On top of those factors, some industrial-grade weirdness struck the UW shop Sunday.
The Seattle Times reported that, of all things, the women’s rowing team for years was inflating the number of its participants in order to meet the gender-equity requirements of Title IX that provides some federal funding to the school.
The story reported a huge discrepancy from 2010 to 2015 between the number of participants the UW sent to the Department of Education compliance office and the number of active athletes on the UW’s website. At least eight women interviewed expressed surprise that their names were included when they were not part of the program. The padding brought women’s overall participation numbers equivalent to men.
Athletics director Jen Cohen expressed surprise at the news, and athletics spokesperson Carter Henderson in an email claimed the university believed its numbers were accurate.
The reason that this impacts Romar is that, if the story is true, UW athletics is defrauding the government and subject to penalties. It’s a serious potential scandal that will require lots of attention from Cohen, her staff and upper campus, not to mention triggering examinations of other schools nationally that also may be inflating numbers in difficult times for athletics budgets.
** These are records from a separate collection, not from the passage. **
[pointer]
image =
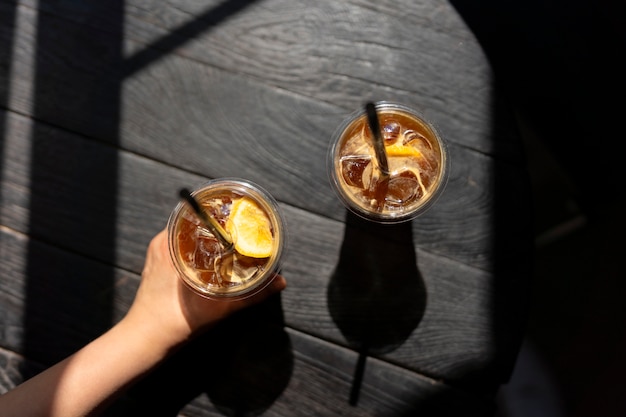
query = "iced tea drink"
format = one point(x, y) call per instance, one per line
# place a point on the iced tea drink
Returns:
point(252, 219)
point(416, 157)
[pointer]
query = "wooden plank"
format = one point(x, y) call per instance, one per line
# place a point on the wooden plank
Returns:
point(265, 365)
point(328, 370)
point(449, 329)
point(420, 53)
point(195, 121)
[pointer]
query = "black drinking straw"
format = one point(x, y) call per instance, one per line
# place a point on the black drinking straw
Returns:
point(215, 228)
point(379, 146)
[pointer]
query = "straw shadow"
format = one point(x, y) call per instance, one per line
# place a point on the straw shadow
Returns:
point(243, 365)
point(376, 294)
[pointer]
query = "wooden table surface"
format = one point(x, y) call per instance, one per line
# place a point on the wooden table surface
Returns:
point(108, 108)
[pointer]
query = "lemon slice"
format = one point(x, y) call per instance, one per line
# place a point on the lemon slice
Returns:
point(250, 229)
point(402, 150)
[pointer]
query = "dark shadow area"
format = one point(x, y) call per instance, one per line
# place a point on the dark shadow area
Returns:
point(177, 37)
point(7, 29)
point(242, 365)
point(74, 187)
point(559, 65)
point(376, 294)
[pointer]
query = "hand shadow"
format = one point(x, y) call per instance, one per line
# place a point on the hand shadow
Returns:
point(376, 295)
point(242, 365)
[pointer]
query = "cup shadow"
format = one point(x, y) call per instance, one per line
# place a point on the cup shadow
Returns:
point(376, 294)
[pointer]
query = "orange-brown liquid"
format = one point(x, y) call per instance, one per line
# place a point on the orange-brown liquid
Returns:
point(415, 167)
point(203, 254)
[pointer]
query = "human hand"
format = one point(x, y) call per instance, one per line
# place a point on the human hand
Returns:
point(169, 311)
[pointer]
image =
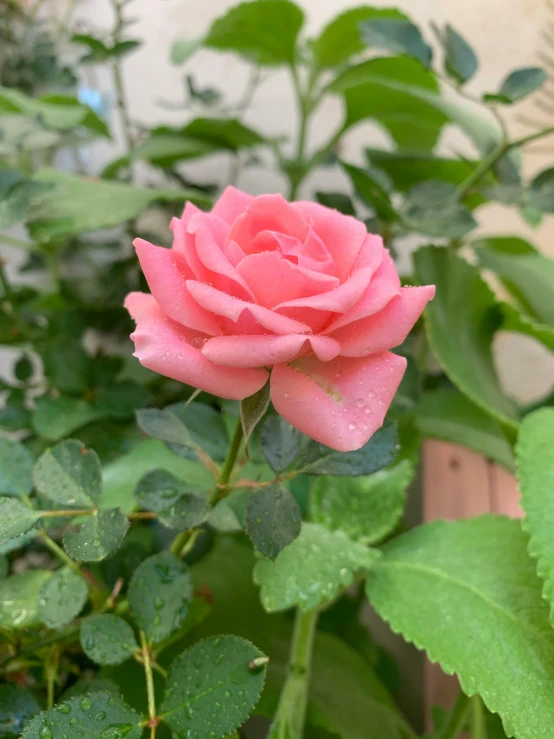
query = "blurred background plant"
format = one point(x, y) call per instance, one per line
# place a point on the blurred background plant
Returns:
point(64, 331)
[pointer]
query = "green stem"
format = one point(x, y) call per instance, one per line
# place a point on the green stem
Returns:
point(153, 723)
point(290, 717)
point(456, 720)
point(478, 728)
point(232, 454)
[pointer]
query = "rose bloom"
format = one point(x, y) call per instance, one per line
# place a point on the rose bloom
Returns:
point(296, 293)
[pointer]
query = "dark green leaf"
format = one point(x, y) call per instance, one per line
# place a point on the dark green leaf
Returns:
point(460, 323)
point(69, 474)
point(364, 508)
point(19, 598)
point(81, 204)
point(107, 639)
point(264, 31)
point(211, 690)
point(338, 201)
point(15, 519)
point(98, 715)
point(433, 208)
point(467, 593)
point(55, 418)
point(519, 84)
point(160, 593)
point(280, 443)
point(311, 570)
point(23, 369)
point(451, 416)
point(273, 519)
point(341, 38)
point(380, 450)
point(62, 598)
point(398, 36)
point(370, 189)
point(16, 464)
point(252, 410)
point(66, 364)
point(526, 273)
point(183, 49)
point(460, 58)
point(17, 708)
point(535, 470)
point(99, 535)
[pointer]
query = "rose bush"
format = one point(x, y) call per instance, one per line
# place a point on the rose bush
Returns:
point(261, 287)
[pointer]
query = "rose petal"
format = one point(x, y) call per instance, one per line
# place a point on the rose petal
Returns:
point(274, 279)
point(385, 329)
point(340, 403)
point(340, 299)
point(136, 303)
point(220, 272)
point(266, 213)
point(231, 204)
point(266, 350)
point(222, 304)
point(342, 235)
point(384, 286)
point(166, 272)
point(166, 347)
So not only is UW unwilling to pay Romar big coin to not work, the department likely will have even less time to search for and find a quality replacement who can attempt to salvage the high-end recruiting class. The keep-or-fire decision regarding Romar, already complex, becomes an order of magnitude greater in light of a potential department violation of Title IX that damages the UW regarding gender equity.
Compared to an imminent conflagration erupting with the feds, the Romar situation is a mere brushfire. Good thing the school is next to a big lake.